今年も残すところあとわずかとなりました。
今年一年間の不動産市況はまさしく激動の年となりました。
昨年米国に端を発したサブプライムローンの影響がわずか数ヶ月で世界中を席巻し、
急激に世界先進国の経済を苦境に陥れました。
日本においても上場不動産会社が次々と倒産するという、近年には例を見ないほどの
激震が襲いました。
そのほとんどがいわゆる黒字倒産というもので、資金繰り(金融)に注目が集まりました。
現在の日本における不動産市況は、2002年~2003年の市況まで落ち込んでいます。

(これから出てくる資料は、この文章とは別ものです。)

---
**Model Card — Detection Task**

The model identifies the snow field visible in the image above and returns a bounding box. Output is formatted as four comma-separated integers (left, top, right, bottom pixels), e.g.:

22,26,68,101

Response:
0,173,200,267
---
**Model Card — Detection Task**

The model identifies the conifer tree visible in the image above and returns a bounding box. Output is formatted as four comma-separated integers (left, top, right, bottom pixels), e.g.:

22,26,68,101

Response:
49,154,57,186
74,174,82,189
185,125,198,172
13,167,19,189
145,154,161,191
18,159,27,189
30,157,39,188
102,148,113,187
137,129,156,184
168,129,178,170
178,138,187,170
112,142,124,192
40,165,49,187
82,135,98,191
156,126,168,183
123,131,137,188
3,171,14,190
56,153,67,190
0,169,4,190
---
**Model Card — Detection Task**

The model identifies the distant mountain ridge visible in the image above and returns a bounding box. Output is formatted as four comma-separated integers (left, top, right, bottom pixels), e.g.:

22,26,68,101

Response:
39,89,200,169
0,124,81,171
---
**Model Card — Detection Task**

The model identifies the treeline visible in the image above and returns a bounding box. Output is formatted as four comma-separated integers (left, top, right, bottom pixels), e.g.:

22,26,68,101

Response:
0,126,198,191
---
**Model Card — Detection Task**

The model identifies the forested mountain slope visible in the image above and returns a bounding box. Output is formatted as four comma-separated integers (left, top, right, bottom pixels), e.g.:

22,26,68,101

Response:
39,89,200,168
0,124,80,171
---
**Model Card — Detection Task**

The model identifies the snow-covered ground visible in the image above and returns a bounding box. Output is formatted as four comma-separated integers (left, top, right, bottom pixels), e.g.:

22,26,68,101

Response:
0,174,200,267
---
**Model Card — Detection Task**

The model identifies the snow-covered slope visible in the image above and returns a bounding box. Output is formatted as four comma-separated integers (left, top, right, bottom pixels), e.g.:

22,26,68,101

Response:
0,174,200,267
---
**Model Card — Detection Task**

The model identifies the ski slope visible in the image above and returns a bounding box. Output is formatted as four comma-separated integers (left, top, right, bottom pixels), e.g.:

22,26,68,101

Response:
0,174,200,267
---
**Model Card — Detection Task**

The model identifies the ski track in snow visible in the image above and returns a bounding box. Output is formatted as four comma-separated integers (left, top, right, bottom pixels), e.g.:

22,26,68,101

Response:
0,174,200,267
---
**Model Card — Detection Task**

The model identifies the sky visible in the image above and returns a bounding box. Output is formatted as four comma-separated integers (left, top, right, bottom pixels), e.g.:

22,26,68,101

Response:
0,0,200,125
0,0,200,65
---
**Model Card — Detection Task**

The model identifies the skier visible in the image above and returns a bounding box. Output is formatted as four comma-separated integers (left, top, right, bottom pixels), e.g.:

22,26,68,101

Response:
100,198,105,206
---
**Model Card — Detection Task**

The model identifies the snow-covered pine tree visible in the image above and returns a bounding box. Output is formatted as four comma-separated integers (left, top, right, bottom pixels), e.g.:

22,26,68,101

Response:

どのくらいの市況かといえば、1999年~2001年にかけてバブル崩壊後の大底を経験した
タイミングから若干上がった程度の状況です。
つまり、バブル崩壊後数年間に渡って下がり続けた底の状況にわずか数ヶ月で達してしまって
いる状況です。
では来年2009年の不動産市況はどうなるでしょうか?
一番重要なポイントは銀行の貸出姿勢です。
不動産は銀行融資が出なければ動きませんので、単純に考えて
「銀行の不動産融資再開=不動産価格の上昇」 という流れになるでしょう。
しかし、世界レベルのこの金融混乱はしばらく続くことが予想されます。
ということは、銀行は3月決算までは積極的な姿勢を取れないことが予想されます。
現在の銀行の最大のネックは引当金を計上しなければいけないことですので、大幅な
貸し出しは期待できません。
ターニングポイントがくるとすれば、3月決算後ではないかと考えています。
ただ、現在の状況からするとそう簡単に上向くとは考えられず、また現在の経済情勢は
海外とも切り離すことができないため、米国の民主党の政権運営(景気対策)ともリンク
してくることは間違いありません。
ひとつ言える事は、貨幣に対して著しく評価の下がっている不動産は、
千載一遇のチャンスだと思います。
これは、投資用もそうですし、住宅も同様です。
私自身、投資用はもちろんですが、今住宅を買わないでいつ買うのか、と思っており、
来年は自宅を購入する予定です。
いずれにしても、激動の不動産市況から来年も目が離せない状況です。